La Constitución de México,
en una reforma introducida en 1983, estipula que los municipios “percibirán
las contribuciones, etc.…, así como las que tengan por base el cambio de valor
de los inmuebles”, sin distinguir entre suelo y construcciones o mejoras, distinción
clave que se omite.
La Constitución de
la Ciudad de México, de 2015, reconoce explícitamente el derecho a la ciudad y
lo enuncia de manera muy amplia (artículo 12): “La Ciudad de México
garantiza el derecho a la ciudad que consiste en el uso y el usufructo pleno y
equitativo de la ciudad, fundado en principios de justicia social, democracia,
participación, igualdad, sustentabilidad, de respeto a la diversidad cultural,
a la naturaleza y al medio ambiente”.
En Brasil en 2001
se aprobó el Estatuto de la Ciudad, una ley federal que reglamenta artículos
incorporados en la Constitución brasileña en 1988, concretamente el 182 y el
183, que, si bien no se refieren expresamente al “derecho a la ciudad”, forman
parte de un capítulo titulado “De la política urbanística”. El 182 dispone que “la
política de desarrollo urbanístico, ejecutada por el Poder Público Municipal,
de acuerdo con las directrices generales fijadas en la ley, tiene por objeto
ordenar el pleno desarrollo de las funciones sociales de la ciudad y garantizar
el bienestar de sus habitantes”. A continuación, establece una serie de instrumentos
concretos que pone a disposición de los municipios (recordemos que Brasil, al
igual que Argentina, es un país federal con autonomías municipales).
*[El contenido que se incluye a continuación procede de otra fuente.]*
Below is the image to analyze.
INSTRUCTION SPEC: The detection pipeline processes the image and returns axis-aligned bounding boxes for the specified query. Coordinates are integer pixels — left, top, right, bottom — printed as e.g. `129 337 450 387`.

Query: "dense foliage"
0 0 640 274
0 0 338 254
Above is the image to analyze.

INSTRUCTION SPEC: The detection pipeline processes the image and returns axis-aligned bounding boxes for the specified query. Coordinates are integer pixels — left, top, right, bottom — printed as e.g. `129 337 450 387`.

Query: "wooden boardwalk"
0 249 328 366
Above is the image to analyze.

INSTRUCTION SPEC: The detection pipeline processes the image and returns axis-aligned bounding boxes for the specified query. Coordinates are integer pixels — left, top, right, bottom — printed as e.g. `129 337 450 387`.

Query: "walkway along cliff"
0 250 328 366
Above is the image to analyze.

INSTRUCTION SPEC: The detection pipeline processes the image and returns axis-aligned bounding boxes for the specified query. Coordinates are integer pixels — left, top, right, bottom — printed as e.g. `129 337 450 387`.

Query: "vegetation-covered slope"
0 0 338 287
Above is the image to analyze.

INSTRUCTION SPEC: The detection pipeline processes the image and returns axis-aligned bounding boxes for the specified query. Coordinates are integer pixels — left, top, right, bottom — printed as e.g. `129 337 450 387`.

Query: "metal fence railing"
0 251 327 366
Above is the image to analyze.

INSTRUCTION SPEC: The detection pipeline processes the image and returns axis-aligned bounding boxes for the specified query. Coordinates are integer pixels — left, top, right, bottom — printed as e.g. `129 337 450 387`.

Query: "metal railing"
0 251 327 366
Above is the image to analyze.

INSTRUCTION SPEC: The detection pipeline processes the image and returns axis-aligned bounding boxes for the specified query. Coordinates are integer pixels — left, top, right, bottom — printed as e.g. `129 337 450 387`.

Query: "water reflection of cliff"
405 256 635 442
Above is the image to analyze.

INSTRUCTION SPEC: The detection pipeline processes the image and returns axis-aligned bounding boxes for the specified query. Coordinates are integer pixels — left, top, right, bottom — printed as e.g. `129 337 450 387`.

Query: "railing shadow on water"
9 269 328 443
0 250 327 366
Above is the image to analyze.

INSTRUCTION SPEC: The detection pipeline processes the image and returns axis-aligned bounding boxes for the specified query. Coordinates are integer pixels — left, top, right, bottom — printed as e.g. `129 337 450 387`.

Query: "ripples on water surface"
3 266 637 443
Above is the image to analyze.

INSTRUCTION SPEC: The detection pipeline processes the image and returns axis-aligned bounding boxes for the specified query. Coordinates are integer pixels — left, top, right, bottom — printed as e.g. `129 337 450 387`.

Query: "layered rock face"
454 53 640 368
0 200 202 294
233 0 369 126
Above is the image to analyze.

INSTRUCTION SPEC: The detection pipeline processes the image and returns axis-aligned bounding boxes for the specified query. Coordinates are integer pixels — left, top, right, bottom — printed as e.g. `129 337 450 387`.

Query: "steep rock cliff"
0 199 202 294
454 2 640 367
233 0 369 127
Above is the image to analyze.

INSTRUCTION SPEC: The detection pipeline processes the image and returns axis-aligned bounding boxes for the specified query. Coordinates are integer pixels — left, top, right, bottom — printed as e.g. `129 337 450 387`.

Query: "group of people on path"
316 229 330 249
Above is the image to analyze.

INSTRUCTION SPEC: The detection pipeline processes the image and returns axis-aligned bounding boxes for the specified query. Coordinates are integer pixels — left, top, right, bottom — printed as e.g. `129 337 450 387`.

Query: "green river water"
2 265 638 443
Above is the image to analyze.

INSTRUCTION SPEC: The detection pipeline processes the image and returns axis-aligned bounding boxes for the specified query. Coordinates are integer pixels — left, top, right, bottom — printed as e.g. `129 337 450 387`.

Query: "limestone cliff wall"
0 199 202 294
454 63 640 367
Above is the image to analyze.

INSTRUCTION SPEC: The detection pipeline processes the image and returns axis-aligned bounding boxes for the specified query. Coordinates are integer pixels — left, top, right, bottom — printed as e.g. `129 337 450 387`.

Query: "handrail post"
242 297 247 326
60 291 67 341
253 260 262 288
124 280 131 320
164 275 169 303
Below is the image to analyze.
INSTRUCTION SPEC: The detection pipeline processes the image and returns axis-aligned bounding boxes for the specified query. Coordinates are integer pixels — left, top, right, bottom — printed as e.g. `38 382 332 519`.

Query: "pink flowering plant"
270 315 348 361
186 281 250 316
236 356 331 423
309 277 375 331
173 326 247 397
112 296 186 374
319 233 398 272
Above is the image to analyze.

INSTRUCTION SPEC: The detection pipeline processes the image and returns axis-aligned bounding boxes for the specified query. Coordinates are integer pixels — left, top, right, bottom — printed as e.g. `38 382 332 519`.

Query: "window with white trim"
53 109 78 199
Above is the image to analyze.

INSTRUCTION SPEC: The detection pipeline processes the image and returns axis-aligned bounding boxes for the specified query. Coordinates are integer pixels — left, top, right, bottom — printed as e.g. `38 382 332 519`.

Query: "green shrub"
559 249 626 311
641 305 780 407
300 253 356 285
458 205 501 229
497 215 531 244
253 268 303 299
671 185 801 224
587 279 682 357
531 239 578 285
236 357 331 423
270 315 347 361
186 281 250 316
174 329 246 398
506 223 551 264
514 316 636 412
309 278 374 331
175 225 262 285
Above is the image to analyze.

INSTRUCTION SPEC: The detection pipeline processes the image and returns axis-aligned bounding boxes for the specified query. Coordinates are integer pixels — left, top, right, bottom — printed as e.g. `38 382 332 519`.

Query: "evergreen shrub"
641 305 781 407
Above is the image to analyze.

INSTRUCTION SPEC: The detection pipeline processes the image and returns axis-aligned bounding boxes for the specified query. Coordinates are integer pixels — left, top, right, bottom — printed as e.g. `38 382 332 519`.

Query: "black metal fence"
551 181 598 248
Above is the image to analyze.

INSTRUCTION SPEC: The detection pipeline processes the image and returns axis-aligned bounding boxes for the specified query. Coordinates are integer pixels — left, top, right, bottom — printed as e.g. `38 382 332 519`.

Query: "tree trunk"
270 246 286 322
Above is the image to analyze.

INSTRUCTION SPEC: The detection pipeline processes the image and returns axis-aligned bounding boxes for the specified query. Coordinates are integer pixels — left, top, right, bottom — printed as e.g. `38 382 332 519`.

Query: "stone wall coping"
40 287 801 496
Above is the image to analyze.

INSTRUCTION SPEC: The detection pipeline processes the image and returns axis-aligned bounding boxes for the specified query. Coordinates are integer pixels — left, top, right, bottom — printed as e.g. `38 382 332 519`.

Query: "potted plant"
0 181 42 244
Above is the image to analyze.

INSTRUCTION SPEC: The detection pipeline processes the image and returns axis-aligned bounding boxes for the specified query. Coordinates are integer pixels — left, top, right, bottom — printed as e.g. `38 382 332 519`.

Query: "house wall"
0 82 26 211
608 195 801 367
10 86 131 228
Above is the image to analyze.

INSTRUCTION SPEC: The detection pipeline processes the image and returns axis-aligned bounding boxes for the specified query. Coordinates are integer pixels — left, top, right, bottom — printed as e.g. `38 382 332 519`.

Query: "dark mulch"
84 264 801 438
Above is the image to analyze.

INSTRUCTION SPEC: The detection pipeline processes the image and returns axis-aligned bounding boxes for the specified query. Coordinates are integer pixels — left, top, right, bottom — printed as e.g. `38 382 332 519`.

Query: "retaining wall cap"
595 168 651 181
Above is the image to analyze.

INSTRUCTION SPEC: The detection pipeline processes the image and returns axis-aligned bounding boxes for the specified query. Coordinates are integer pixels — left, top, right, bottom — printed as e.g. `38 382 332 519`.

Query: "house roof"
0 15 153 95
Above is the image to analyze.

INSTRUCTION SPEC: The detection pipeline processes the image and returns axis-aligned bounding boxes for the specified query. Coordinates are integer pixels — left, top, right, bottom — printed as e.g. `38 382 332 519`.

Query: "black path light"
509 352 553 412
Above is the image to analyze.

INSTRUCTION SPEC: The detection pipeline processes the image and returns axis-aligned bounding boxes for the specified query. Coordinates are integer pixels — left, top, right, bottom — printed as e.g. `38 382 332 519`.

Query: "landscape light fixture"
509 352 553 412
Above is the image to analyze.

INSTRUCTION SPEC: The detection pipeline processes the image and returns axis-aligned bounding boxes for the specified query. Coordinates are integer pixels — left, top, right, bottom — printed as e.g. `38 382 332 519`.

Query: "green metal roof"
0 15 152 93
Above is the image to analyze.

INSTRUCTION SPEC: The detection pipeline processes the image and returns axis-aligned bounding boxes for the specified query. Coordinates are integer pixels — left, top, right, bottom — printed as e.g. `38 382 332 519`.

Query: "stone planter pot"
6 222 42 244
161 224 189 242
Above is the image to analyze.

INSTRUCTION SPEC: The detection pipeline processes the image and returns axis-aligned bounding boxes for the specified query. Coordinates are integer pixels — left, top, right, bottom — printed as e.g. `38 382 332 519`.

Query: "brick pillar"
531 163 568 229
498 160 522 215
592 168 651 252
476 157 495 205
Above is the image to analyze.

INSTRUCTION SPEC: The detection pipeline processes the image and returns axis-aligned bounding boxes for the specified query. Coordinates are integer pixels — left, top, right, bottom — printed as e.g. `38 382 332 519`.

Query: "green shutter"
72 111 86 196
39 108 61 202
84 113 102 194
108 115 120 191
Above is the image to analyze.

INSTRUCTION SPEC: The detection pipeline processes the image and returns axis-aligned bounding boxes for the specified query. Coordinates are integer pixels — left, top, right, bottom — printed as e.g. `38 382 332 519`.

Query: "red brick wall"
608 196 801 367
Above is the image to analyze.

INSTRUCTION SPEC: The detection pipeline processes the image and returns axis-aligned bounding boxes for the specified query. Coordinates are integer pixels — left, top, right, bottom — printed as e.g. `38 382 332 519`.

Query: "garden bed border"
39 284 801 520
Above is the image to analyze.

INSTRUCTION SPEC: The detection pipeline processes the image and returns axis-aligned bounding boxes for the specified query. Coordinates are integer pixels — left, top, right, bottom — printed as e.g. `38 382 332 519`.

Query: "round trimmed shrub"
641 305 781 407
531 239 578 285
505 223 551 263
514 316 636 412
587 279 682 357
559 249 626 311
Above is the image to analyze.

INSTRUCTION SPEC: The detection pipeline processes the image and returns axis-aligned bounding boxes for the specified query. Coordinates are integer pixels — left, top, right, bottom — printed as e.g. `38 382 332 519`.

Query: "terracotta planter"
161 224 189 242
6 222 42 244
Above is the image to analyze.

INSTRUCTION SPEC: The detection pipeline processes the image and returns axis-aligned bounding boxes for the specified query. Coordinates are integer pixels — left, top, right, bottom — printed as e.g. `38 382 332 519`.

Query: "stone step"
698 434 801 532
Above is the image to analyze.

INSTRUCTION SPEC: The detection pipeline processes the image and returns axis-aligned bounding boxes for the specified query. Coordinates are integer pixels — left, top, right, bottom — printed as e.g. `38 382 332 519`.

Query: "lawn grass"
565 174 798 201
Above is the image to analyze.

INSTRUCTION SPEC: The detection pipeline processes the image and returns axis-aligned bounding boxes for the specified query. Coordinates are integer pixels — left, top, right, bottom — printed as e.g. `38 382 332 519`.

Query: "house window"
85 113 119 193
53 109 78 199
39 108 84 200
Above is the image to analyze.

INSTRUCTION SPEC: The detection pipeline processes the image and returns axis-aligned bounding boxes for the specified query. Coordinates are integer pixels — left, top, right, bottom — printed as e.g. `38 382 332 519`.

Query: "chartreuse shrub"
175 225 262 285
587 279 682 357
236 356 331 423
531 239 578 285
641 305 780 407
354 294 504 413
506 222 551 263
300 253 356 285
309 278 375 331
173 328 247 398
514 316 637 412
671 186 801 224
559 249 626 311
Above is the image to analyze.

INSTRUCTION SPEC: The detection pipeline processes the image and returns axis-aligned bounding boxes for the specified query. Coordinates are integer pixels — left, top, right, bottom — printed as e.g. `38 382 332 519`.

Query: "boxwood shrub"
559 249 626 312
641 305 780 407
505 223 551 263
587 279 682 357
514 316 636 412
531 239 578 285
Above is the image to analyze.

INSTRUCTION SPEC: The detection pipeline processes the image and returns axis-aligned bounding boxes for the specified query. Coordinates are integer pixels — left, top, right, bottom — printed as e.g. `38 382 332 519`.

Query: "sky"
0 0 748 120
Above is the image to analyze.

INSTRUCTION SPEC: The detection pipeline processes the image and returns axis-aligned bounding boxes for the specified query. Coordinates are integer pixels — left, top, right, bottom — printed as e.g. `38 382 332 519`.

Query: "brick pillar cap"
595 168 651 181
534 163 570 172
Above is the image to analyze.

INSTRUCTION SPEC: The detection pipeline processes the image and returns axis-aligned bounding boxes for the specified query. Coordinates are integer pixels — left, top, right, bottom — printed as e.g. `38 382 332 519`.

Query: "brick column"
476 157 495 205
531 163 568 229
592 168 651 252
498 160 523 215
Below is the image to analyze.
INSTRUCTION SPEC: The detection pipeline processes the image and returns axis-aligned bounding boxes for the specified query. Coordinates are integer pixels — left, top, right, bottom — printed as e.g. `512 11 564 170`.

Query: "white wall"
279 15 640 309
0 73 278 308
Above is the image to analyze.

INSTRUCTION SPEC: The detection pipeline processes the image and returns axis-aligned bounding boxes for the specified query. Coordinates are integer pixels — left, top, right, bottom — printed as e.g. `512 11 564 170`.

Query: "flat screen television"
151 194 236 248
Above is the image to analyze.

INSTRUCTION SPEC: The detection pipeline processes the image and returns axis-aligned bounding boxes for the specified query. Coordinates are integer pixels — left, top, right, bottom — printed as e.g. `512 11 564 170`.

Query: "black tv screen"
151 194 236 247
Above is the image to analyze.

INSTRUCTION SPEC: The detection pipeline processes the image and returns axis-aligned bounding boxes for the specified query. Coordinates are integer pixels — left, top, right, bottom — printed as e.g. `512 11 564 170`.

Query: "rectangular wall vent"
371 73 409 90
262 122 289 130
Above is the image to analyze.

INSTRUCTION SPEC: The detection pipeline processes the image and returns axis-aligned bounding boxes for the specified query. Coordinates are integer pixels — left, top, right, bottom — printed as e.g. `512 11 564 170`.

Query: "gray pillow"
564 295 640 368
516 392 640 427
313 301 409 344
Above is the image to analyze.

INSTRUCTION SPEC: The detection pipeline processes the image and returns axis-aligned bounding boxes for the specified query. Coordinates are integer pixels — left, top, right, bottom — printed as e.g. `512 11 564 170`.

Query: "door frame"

Entre esos
instrumentos, la subdivisión o edificación obligatorias de parcelas urbanas
vacantes en áreas consolidadas y el impuesto predial progresivo en el tiempo.
Lo que los brasileños llaman impuesto predial es el equivalente a nuestro impuesto
inmobiliario, con la diferencia de que allá lo cobran los municipios, que, de
esa manera, y más aún con los instrumentos previstos en la Constitución y
reglamentados en el Estatuto de la Ciudad, tienen una caja de herramientas muy
versátil para gestionar el suelo y para recuperar y reinvertir su valorización,
que se genera como producto de acciones de la comunidad. La aplicación de dichos instrumentos no es
obligatoria para los municipios brasileños, y el panorama de aquellos que han
avanzado por ese camino es muy heterogéneo. Es interesante destacar el caso de la
Prefeitura de Sao Paulo, que en medio de tremendas y obvias dificultades ha
logrado poner en marcha un sistema integrado de mecanismos sofisticados de planificación
y gestión del desarrollo urbano. Con estos instrumentos ha implementado un
proceso de regularización y mejora de favelas y de construcción de viviendas e
infraestructura para relocalizar habitantes de asentamientos irrecuperables.
El interrogante
surge naturalmente: ¿estamos frente a un genuino avance hacia el logro de
ciudades más prósperas, sostenibles y equitativas, o se trata de una mera
declamación cargada de simbolismo y de corrección política en un contexto de
desigualdades urbanas persistentes, sin el vínculo concreto a las
“efectividades conducentes” que harían posibles los ambiciosos objetivos que se
plantean (por ejemplo, la articulación con la política tributaria)?
Podría decirse que estamos
a priori frente a un avance interesante, más allá de las críticas puntuales que
pueda merecer la redacción o la técnica legislativa adoptadas. Pero el éxito, o
el fracaso, dependerán de leyes reglamentarias, voluntad política articulada en
diversos niveles y presupuestos acordes; sin ellas, el derecho podría quedar en
"letra muerta".
Se requerirán por
lo tanto normas operativas, recursos y gestiones articuladas sostenidas en el
tiempo; de lo contrario se correrá el riesgo de repetir fracasos de otros
países, donde los derechos existen sólo en el papel.
Esta reforma podría
ser solo un capítulo más en la crónica de promesas incumplidas o bien el inicio
de un proceso virtuoso que lleve a la posibilidad de construir mejores ciudades
y mejor ciudadanía. Las políticas públicas irán resolviendo ese dilema, en un
sentido u otro.
Publicado en el
diario La Calle el 12 de octubre de 2025.